Fitting a Line to Data

Student Summary

Sometimes, we can use a linear function as a model of the relationship between two variables. For example, here is a scatter plot that shows heights and weights of 25 dogs together with the graph of a linear function which is a model for the relationship between a dog’s height and its weight.

A scatterplot, horizontal, dog height in inches, 6 to 30 by 3, vertical, 0 to 112 by 16. Same scatterplot as previous, this time with a line through 9 comma 0 and 27 comma 80.

For some dogs, we can see that the model does a good job of predicting the weight given the height. These correspond to points on or near the line. The model doesn’t do a very good job of predicting the weight given the height for the dogs whose points are far from the line.

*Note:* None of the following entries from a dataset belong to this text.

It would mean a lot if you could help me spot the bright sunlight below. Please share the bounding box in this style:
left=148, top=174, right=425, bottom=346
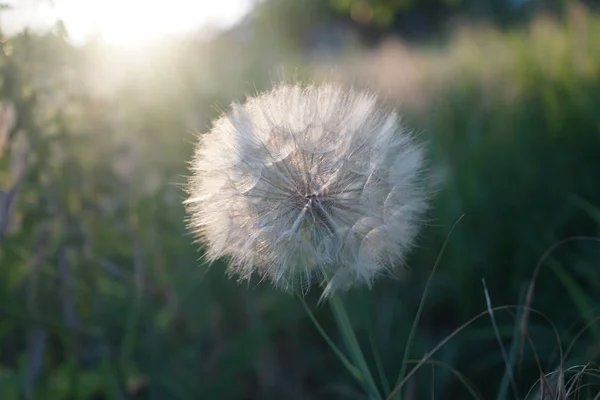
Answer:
left=9, top=0, right=253, bottom=45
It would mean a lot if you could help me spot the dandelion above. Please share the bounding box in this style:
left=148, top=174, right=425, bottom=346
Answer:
left=185, top=84, right=429, bottom=296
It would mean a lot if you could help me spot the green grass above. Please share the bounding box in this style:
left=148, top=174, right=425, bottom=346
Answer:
left=0, top=3, right=600, bottom=400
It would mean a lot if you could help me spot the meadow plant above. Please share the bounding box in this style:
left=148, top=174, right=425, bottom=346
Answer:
left=186, top=84, right=430, bottom=297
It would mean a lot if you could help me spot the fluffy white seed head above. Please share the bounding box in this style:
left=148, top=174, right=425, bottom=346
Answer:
left=186, top=85, right=428, bottom=295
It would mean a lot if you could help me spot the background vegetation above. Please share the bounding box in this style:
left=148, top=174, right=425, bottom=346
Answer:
left=0, top=0, right=600, bottom=399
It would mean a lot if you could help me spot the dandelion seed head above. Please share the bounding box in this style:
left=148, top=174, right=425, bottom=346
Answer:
left=185, top=85, right=429, bottom=296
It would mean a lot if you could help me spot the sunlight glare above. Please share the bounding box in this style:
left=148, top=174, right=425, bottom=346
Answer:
left=55, top=0, right=251, bottom=45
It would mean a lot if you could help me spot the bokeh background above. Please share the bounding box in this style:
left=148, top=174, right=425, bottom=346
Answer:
left=0, top=0, right=600, bottom=400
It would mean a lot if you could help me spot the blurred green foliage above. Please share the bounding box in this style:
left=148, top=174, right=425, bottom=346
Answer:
left=0, top=2, right=600, bottom=400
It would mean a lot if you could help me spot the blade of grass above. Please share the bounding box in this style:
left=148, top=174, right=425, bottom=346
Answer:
left=298, top=295, right=364, bottom=386
left=395, top=214, right=465, bottom=400
left=329, top=294, right=381, bottom=399
left=548, top=259, right=600, bottom=342
left=481, top=278, right=519, bottom=400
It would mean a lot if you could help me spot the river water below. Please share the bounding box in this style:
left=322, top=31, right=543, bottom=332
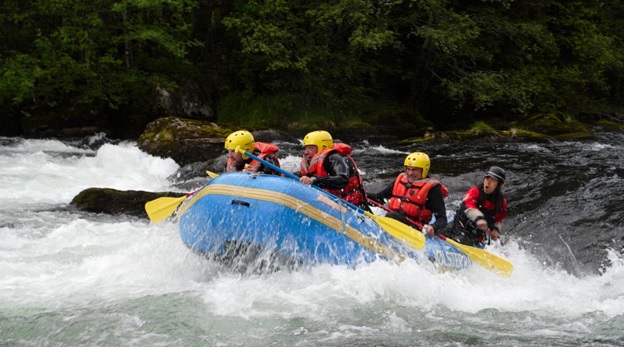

For example, there is a dog that is about 20 inches tall and weighs a little more than 16 pounds. The model predicts that the weight would be about 48 pounds. We say that the model overpredicts the weight of this dog. There is also a dog that is 27 inches tall and weighs about 110 pounds. The model predicts that its weight will be a little less than 80 pounds. We say the model underpredicts the weight of this dog. For most of the dogs in this data set, though, the model does a good job of predicting the weight from the height.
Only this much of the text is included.